The first sales team I worked with in early 2024 had either just fired or promoted all of their SDRs to full cycle AEs, meaning the AE’s did their own prospecting and closing without any SDRs. Here is a reddit post from over a year ago debating the merits of not even having the SDR role. Here is a post from well before the AI SDR phenomenon was on the radar (2021) discussing the drawbacks of the SDR role. And, here is an article from 2018 explaining the issues of the position.
SDRs typically optimize for meetings booked with a notoriously bad rep for booking meetings that don’t convert into revenue. Might it make more sense to take a step back, realize that the sales team cares about revenue, not meetings booked, and help them optimize for that?

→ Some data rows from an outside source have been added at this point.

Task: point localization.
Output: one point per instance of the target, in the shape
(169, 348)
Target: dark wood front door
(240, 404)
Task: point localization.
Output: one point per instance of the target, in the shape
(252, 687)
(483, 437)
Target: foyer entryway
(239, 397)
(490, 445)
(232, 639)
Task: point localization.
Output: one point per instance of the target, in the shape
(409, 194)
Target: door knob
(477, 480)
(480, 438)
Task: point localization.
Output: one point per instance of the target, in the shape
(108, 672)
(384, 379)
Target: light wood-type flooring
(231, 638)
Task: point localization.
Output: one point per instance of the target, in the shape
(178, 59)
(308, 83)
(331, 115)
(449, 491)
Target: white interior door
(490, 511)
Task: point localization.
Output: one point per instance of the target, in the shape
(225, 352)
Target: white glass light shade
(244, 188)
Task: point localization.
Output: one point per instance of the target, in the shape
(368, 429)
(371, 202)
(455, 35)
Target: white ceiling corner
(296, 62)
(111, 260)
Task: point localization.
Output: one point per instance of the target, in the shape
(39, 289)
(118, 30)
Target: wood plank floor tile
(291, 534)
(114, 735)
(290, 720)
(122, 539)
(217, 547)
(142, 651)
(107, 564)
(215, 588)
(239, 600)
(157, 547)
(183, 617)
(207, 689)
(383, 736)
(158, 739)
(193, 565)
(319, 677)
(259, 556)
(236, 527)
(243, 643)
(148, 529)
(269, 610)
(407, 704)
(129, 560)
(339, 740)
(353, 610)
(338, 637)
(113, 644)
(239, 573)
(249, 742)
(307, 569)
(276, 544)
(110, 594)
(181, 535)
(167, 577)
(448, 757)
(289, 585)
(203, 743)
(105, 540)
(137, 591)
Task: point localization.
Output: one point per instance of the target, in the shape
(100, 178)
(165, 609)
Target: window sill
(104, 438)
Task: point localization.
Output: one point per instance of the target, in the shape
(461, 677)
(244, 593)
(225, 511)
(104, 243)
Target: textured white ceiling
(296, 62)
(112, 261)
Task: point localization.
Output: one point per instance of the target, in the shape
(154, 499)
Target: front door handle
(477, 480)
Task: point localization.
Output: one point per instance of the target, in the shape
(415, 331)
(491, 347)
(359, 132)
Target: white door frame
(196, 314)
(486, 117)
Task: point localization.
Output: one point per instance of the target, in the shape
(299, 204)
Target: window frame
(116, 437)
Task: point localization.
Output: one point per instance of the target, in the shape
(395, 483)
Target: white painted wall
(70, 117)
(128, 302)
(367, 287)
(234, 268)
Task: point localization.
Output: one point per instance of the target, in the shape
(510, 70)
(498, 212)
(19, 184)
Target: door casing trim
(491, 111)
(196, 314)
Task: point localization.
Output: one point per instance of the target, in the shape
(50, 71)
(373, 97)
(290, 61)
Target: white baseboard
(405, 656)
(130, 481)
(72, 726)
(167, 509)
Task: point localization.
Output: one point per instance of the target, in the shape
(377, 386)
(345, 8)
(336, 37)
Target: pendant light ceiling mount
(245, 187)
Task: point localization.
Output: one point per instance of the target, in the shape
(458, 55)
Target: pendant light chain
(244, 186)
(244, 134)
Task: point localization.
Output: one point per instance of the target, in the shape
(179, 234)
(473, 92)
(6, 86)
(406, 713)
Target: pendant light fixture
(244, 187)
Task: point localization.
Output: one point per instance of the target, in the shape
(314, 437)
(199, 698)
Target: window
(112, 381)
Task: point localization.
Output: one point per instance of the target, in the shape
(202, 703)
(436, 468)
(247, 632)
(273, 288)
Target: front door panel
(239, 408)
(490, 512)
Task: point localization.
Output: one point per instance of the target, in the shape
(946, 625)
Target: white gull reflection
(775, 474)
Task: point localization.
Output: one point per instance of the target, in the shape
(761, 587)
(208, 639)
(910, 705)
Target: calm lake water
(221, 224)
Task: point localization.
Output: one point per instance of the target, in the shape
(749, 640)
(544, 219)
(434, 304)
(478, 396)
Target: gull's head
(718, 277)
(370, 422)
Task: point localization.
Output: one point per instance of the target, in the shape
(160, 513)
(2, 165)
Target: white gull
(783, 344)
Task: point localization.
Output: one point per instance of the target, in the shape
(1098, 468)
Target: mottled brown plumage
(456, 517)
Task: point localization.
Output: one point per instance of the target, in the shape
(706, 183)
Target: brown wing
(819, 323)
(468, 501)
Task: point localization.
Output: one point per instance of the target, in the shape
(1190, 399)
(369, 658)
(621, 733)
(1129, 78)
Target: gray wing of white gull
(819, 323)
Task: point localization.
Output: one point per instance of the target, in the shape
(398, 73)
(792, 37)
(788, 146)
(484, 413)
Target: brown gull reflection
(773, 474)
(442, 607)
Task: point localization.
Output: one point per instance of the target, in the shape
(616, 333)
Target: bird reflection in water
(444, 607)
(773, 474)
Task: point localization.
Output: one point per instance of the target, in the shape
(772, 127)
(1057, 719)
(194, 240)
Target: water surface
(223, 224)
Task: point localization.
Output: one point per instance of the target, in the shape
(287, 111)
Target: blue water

In short, while the position is common and therefore inductively justifiable, it is not obvious that it needs to exist or even should exist in all cases, let alone be optimized and automated.
One of the biggest traps for smart engineers is optimizing something that shouldn't exist.
*Jack and I are also people who fall into the “don’t know anything about sales” category, but I’d like to think we are good listeners
**Making sure that the person might actually buy the product or service
An Aside on LLMs
A recursive aside on LLMs: they are characterized by the same issue that people who are automating things that shouldn’t exist might struggle with–they are pattern recognizers, not knowledge gatherers. Perhaps more on this later.
Tumors & Bubbles
A lot of things shouldn’t exist.
However, if instead of asking “why,” you think like a turkey and go exclusively off of the past, you will not realize that these things should not exist. You will find yourself optimizing the status quo, not the ideal state.
Since AI makes it easier to automate things, we will continue to see more and more automations that should not exist.
Luckily, unlike the growth of a cancer that terminates with the death of the host, such things will likely be more inclined to pop like a bubble.